In the still state of the two M1 and M2 objects, Newton's general gravitation law works correctly without any correction, and it is correct. But when at least one of the two M1 and M2 objects begin to move, and especially at high speeds, the general gravitation equation Newton has some distortion in the calculations obtained over observations, and the main reason is that the Newton gravity equation expresses the velocity of the gravitational force infinitely, instantaneously and instantaneously, and thus the movement of at least one of The two bodies M1 and M2 should not change the force of gravitational acceleration, which in Einstein's view, as well as observations of astronomy The present and many other documents of this case, namely, the instantaneous and instantaneous effect of gravitational force, are completely rejected and are considered for velocity of velocity of gravitational velocities and are considered in the range of velocity of light motion in a vacuum, which according to the same principle in theory The motion of gravity, the velocity of the M1 and M2 bodies, enters into the general Newton gravitation equation, and provides two different equations with respect to the position of motion of each of the two objects, which in addition to the previous components in The main equation of gravitation of Newton, two other components called V, whose constant velocity of motion of bodies M1 and M2, as well as the component C, C) Gravitation in space, which is approximately equal to the velocity of light in a vacuum. In these two new equations, we want to know that the distance traveled by the target object, or the object of gravity, until the gravitational waves arrive at the space How much will be around it, in these two equations, is the only difference being the existence of a positive or negative sign in the equation that the choice of this sign is due to the position of each object relative to the other object in the direction of movement of both objects in front or rear Another object is determined.

In these two equations, if according to the direction of motion of both objects, the target object (the object of gravitational acceleration), which is in the first equation of the object M2, moves towards the gravitational waves of another object, here the body of M1 In this case, the desired sign is positive and if the target object (the object of gravity gravitational force), which is in the second equation of the object M1, is removed from the gravitational waves released from the other object, here the object M2, then the desired mark Will be negative.

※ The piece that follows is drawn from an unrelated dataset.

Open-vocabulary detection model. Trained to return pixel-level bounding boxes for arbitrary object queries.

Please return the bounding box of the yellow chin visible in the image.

Given the hypothesized velocity of the gravitational velocity velocity and the velocity of the object, if the distance between two objects, R, is divided into this hypothesized velocity, then the time required to reach gravitational waves from the moment of propagation to the moment of reaching The space around the target object is obtained, and as a result, if this time is multiplied by the actual velocity of the gravitational wave, C is multiplied by R, or, in other words, the distance from the motion of the object and the motion of the gravitational waves is obtained for moving objects, The amount of force generated by the gravitational acceleration depends on the effective component R, rather than the component R. It should also be noted that in this equation, the velocity of motion of gravitational waves is assumed to be based on the velocity of light motion in a vacuum, which requires accurate calculation of its actual value.